Well, maybe. This suggests an adaptive strategy rather than a proactive one, that we can’t change human behaviour (excessive consumption) globally, so instead we can adapt to the consequences of our global excess locally, so when the global civilization collapses, the pockets of Transition Towns will survive. It’s an interesting approach, and one that appeals to idealism (and perhaps selfish survivalism) sufficiently to have spurned hundreds of such Transition movements, vaguely coordinated. These Transition Towns aren’t willing to give up property ownership, trade, imported technology or any of the other trappings of the Industrial Growth Economy that they don’t see any need to jettison. But, like the toxic financial assets that are bringing down the global financial system (and perhaps with it, the Obama administration), these trappings of the economy and civilization that have produced the lower chart above, will, if retained, sooner or later lead to its re-establishment. We can’t have our cake and eat it too.

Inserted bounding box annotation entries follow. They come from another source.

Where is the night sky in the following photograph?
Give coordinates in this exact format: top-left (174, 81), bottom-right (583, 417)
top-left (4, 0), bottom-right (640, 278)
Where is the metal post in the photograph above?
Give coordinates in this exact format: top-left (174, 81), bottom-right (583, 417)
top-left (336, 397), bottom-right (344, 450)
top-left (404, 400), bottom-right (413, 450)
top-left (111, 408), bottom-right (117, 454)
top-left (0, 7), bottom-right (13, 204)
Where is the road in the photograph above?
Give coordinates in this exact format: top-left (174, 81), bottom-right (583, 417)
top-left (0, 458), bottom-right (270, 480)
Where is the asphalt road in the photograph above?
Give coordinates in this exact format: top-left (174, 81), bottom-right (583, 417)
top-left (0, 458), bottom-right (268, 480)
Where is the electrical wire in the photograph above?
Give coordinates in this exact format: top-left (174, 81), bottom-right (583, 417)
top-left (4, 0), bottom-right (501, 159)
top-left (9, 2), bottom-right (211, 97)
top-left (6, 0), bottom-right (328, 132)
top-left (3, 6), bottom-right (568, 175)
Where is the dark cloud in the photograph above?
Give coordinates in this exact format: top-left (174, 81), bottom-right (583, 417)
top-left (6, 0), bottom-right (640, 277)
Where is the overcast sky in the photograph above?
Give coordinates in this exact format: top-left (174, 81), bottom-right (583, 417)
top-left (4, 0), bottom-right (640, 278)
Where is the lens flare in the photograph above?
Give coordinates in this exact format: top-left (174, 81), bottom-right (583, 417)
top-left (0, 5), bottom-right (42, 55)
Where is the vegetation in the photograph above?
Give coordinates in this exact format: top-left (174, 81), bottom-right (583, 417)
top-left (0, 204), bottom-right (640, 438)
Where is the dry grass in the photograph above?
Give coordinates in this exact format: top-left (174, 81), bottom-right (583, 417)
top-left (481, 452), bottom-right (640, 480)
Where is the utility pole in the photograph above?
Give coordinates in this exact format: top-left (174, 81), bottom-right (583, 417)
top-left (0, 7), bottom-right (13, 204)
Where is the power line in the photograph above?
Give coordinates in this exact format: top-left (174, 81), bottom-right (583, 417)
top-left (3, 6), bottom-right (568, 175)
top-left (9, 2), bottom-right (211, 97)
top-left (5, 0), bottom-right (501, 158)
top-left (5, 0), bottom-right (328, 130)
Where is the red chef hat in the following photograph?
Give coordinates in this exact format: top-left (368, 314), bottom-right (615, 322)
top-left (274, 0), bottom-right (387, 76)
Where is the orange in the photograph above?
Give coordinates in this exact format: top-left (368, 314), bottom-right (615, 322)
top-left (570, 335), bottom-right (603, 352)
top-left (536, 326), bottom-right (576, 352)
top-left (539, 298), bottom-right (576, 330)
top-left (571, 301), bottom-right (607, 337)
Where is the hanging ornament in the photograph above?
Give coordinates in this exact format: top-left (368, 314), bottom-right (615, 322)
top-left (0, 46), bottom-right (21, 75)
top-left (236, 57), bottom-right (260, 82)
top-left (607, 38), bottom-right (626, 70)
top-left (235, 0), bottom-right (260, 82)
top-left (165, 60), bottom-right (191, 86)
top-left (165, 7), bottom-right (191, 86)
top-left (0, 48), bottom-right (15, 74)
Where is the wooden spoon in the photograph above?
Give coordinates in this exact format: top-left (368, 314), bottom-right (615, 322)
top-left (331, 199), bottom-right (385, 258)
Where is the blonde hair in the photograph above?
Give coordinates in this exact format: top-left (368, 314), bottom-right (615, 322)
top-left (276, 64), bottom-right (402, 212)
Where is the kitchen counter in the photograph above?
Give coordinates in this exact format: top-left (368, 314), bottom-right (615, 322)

The only way to rid ourselves of our toxic addiction to overpopulation and overpopulation is to go ‘cold turkey’ — to give up on our civilization entirely and create a new society, self-managed, self-sufficient, independent in all respects (including belief systems) from civilization culture. If you know any addicts, you know how hard this is to do, the low probability of success, the high rate of relapse, and the terrible damage the transition to a healthier, unaddicted way of life can inflict on everyone connected to the addict. Transition Towns will have to go ‘cold turkey’ on their addiction not only to oil, but to imported goods, many modern technologies (including medicines) that rely on the unsustainable Industrial Growth Economy, the concept of ‘property’, and lots more. Breaking the cycle of a hundred addictions all at once. Not easy. Methadone please.